The Cotton yarn manufacturing industry is broadly categorized into viz: (i)
Normal yarn (ii) Speciality yarn. The demand for speciality yarn would grow
on account of comfort of cotton wear, wherein specialty yarn is the major
input and as such the speciality products would have a continuous demand.
The Company is operating only in speciality cotton yarn segment and would
be in a position to make use of continuous demand for such yarn.
(i) Volatility in cotton prices
(ii) Government regulatory issues
(iii) Rupee depreciation against USD
(iv) High cost of interest for domestic borrowing
(v) Consistent and adequate supply of quality power without any
(vi) Transfer of power generated by windmills to grid by TNEB without
interruption and its allowability for due set-off for captive consumption.
5. Company Outlook
The company has consistently good demand for its speciality yarn products.

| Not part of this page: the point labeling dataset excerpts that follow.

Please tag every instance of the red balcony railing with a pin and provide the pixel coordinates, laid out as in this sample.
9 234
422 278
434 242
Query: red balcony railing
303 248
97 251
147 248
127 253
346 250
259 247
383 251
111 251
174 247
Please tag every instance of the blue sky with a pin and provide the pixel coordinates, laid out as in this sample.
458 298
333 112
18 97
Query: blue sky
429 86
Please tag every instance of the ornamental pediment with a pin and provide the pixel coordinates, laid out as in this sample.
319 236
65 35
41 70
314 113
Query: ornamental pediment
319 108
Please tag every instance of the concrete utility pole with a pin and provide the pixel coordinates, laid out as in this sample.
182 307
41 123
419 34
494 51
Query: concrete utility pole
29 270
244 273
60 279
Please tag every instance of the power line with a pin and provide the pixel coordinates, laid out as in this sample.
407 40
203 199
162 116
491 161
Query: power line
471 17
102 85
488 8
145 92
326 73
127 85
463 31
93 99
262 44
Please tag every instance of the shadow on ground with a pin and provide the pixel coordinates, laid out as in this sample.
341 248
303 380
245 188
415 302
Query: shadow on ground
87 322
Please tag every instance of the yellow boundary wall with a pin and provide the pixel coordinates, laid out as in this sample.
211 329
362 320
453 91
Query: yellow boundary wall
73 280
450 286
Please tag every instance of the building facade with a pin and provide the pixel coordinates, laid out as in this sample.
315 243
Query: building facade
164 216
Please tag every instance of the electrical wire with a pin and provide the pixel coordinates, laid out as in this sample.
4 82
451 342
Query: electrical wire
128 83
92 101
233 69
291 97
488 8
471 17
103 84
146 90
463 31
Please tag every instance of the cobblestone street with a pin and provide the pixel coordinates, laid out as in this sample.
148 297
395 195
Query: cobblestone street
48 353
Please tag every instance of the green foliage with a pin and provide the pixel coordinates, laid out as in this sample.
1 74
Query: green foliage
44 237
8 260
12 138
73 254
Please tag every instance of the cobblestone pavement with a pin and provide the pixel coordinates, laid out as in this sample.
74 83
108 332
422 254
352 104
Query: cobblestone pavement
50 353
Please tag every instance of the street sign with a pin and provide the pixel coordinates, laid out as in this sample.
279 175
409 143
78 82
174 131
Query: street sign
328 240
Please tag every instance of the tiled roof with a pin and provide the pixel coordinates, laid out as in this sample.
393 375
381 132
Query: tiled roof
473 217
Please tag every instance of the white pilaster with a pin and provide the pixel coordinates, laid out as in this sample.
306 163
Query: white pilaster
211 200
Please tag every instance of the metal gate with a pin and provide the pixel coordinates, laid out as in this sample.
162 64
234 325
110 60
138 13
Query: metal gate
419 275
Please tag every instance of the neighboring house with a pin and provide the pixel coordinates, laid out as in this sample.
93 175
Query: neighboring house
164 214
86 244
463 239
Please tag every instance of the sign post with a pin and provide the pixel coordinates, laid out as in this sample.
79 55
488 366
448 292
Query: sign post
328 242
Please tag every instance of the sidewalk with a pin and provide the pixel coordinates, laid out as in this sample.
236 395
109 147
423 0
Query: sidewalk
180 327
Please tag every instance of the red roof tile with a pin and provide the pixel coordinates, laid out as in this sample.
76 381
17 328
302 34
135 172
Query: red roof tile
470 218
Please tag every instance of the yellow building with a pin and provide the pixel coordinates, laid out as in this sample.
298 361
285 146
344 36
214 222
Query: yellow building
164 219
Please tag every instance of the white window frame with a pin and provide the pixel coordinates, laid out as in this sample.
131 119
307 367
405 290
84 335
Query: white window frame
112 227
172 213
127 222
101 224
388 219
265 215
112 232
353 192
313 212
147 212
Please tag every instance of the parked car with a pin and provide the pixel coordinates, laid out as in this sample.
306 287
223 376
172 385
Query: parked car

Even while, adverse environment prevailed on several fronts, it is able to
perform substantially better as compared to the peers. 100% Captive power
wind capacity would further support the operations of the company.
6. Risks and Concerns
Government policy of controlling free exports, sudden rupee depreciation
against USD, sustaining the high bank interest, volatility in cotton
prices, wind grid connectivity and due set-off, uninterrupted power would
have a bearing on the overall performance of the company.

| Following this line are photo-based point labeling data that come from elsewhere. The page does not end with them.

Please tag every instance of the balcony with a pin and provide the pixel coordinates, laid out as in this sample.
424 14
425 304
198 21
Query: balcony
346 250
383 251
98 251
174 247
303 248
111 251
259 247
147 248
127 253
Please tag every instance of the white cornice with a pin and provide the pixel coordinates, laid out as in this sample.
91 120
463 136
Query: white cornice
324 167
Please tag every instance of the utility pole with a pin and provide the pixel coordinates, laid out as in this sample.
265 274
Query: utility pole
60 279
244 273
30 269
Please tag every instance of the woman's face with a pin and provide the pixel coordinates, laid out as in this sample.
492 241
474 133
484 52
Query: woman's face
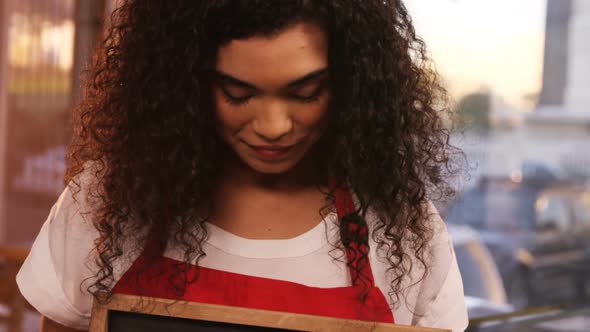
271 96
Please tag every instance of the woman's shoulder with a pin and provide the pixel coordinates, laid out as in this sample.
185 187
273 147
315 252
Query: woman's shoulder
61 263
431 290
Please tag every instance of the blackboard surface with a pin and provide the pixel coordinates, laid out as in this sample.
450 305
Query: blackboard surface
119 321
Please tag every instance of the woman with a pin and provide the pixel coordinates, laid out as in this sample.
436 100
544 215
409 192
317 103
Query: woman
265 154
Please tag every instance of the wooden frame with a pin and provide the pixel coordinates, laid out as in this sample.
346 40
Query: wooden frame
235 315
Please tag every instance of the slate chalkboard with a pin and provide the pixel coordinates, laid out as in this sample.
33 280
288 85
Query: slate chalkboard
120 321
131 313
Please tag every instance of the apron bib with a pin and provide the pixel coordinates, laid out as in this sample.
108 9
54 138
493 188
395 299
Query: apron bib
227 288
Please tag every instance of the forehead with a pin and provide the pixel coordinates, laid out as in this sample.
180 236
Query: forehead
272 61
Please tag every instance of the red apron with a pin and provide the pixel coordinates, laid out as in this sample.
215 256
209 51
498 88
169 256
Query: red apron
233 289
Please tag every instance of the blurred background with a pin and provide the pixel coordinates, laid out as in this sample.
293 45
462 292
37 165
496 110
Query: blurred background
519 76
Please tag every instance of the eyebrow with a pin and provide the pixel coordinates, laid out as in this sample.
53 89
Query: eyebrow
299 81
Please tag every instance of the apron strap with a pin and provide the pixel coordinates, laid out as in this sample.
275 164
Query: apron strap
357 255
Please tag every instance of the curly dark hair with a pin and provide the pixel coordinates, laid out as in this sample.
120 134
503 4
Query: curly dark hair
146 121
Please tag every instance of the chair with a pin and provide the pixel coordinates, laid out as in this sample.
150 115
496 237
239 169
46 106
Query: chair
11 259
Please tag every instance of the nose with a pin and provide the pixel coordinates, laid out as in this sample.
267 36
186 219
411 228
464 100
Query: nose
273 121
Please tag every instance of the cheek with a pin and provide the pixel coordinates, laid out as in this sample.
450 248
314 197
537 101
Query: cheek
229 119
315 116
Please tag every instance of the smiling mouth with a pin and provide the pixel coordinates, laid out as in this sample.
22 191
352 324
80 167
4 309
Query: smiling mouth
268 152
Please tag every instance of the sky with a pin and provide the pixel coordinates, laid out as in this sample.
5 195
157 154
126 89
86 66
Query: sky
485 44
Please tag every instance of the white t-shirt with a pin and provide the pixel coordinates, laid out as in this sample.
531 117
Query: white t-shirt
54 276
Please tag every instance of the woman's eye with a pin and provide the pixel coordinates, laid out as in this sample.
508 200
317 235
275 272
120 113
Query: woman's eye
308 94
235 97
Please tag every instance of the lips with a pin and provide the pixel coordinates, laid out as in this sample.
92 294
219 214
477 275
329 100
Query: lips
267 152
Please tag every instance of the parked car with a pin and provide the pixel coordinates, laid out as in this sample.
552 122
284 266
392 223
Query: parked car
538 231
482 284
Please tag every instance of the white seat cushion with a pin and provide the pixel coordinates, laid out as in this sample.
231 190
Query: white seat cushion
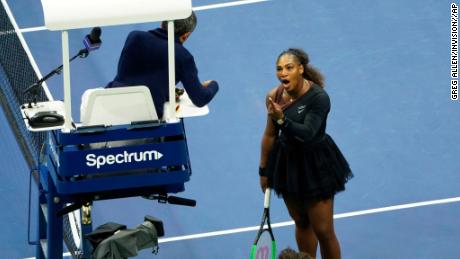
116 106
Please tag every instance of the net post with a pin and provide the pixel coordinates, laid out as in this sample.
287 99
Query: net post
171 116
66 78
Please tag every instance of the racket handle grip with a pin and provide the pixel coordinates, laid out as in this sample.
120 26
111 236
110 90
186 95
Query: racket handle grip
181 201
267 198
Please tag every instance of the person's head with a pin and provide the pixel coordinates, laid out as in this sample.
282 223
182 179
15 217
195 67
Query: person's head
182 28
292 66
289 253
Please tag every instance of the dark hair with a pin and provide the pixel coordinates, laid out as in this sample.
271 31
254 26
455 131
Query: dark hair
289 253
182 26
310 72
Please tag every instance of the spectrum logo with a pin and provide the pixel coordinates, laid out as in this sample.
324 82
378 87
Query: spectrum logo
125 157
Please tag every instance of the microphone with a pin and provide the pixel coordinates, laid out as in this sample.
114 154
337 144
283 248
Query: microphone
93 41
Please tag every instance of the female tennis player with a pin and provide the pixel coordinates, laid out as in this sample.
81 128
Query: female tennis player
298 159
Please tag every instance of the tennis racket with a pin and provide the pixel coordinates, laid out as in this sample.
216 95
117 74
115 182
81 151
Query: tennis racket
264 247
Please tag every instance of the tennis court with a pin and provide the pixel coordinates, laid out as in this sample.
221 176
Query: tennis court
387 69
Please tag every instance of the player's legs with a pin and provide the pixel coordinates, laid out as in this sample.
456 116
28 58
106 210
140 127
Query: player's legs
321 215
305 236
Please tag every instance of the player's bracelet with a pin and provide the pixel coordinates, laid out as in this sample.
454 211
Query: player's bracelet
261 171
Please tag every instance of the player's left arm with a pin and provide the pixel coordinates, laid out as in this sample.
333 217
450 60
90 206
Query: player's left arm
306 130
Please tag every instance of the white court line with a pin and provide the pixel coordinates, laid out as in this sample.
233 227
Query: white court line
289 223
26 48
228 4
32 29
198 8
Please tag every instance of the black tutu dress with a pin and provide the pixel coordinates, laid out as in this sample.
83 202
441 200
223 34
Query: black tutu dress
305 162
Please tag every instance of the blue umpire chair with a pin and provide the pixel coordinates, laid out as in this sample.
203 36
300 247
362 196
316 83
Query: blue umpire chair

7. Discussion on Financial Performance with Respect to Overall Performance
The key financial data are furnished below for the current year as compared
to the previous year
Year 2012 Year 2011
1. Increase in Net Sales
(Rs. in Lakhs) 5736 11045
2. Increase in Net Sales (%) 18.01 53.08
3. Increase in Exports
(in Rs.Lakhs) 5100 5675
4. Increase in Exports (%) 28.63 55.93
5. Operating Profit Margin
before Tax (%) 20.93 31.17
6. Operating Profit Margin
after Tax (%) 18.73 25.72
7. Cash Profit Margin before
Tax (%) 15.68 26.38
8. Cash Profit Margin after
Tax (%) 13.48 20.93
9. Net Profit Margin before
Tax (%) 8.55 18.78
10. Net Profit Margin
after Tax (%) 6.35 13.33
* Profit Margin calculations are on the basis of Net Sales.
8. Internal control, systems and adequacy.
The Company has put in place effective control systems in respect of all
its operations and such systems are continuously reviewed and upgraded.
9. Human Resources Development
The Company places its utmost value on the human resource and contribution
from the employees is always fine-tuned towards to achieve the overall
organisation performance by constant education, training and various
incentive schemes, which are in vogue.
10. Safety and Environment
The Company ensures high safety and environmental standards in all its
operations at all the units. Safety needs are continuously monitored and
preventive actions are initiated thorough departmental safety committees
consisting of plant staff and workmen.
11. Cautionary Statement
Certain Statements in this report on Management`s Discussion may be forward
looking statements and which have been issued as required by applicable
Securities Laws and Regulations. There are several factors which would be
beyond the control of Management and as such, may affect the actual results
which could be different from that envisaged.